Redesigned for commercial passenger service, the ship was launched on 23 June 1946 with the name SS President Cleveland, and she was completed in 1947.

===Service history===
President Cleveland was operated by American President Lines under a bareboat charter. She appeared in the background during an Embarcadero waterfront scene in San Francisco, California, in the 1950 film Woman on the Run, featuring Ann Sheridan, at 46 minutes and 40 seconds into the film.

On 22 or 23 July 1958 (sources disagree), President Cleveland was in the Pacific Ocean about 800 nmi from California during a voyage from Honolulu, Territory of Hawaii, to San Francisco when U.S. Navy Rear Admiral Lynne C. Quiggle, a passenger on board, disappeared. He was presumed to have jumped or fallen overboard.
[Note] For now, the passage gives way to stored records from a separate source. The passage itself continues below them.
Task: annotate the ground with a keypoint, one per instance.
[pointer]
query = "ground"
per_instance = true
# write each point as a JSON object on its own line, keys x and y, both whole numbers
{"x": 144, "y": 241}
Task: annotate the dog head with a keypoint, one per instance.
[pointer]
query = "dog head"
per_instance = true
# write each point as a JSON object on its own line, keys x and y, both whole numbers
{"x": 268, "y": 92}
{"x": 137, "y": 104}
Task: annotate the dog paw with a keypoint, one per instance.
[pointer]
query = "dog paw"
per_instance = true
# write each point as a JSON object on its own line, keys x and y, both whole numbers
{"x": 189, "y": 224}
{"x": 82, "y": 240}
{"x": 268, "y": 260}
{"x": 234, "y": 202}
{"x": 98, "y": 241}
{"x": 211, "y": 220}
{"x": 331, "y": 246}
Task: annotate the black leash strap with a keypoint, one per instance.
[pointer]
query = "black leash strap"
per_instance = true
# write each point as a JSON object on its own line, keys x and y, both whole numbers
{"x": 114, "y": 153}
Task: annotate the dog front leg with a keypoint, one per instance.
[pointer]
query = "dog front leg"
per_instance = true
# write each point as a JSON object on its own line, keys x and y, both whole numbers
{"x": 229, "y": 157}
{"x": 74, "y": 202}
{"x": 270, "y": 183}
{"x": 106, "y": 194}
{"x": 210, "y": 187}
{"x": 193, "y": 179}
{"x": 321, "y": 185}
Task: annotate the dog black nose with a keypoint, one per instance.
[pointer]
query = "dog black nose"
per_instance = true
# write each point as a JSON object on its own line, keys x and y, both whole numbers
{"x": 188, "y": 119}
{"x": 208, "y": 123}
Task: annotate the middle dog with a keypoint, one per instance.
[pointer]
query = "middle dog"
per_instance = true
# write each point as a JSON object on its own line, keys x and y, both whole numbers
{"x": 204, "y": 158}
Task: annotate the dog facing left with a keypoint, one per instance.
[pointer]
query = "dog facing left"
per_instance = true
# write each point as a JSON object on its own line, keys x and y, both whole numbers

President Cleveland appeared in the 1961 film Susan Slade, featuring Connie Stevens, Troy Donahue, Dorothy Maguire, and Lloyd Nolan, and was featured in a 1962 Britannica Films production called The Seaport, filmed in San Francisco. It is also seen at anchor in Tokyo Bay in the 1970 Japanese movie Hadaka no Jukyu-sai (Live Today, Die Tomorrow!).

President Cleveland was sold to Orient Overseas Line on 9 February 1973, re-registered in Panama, and renamed Oriental President. She was scrapped at Kaohsiung, Taiwan in 1974.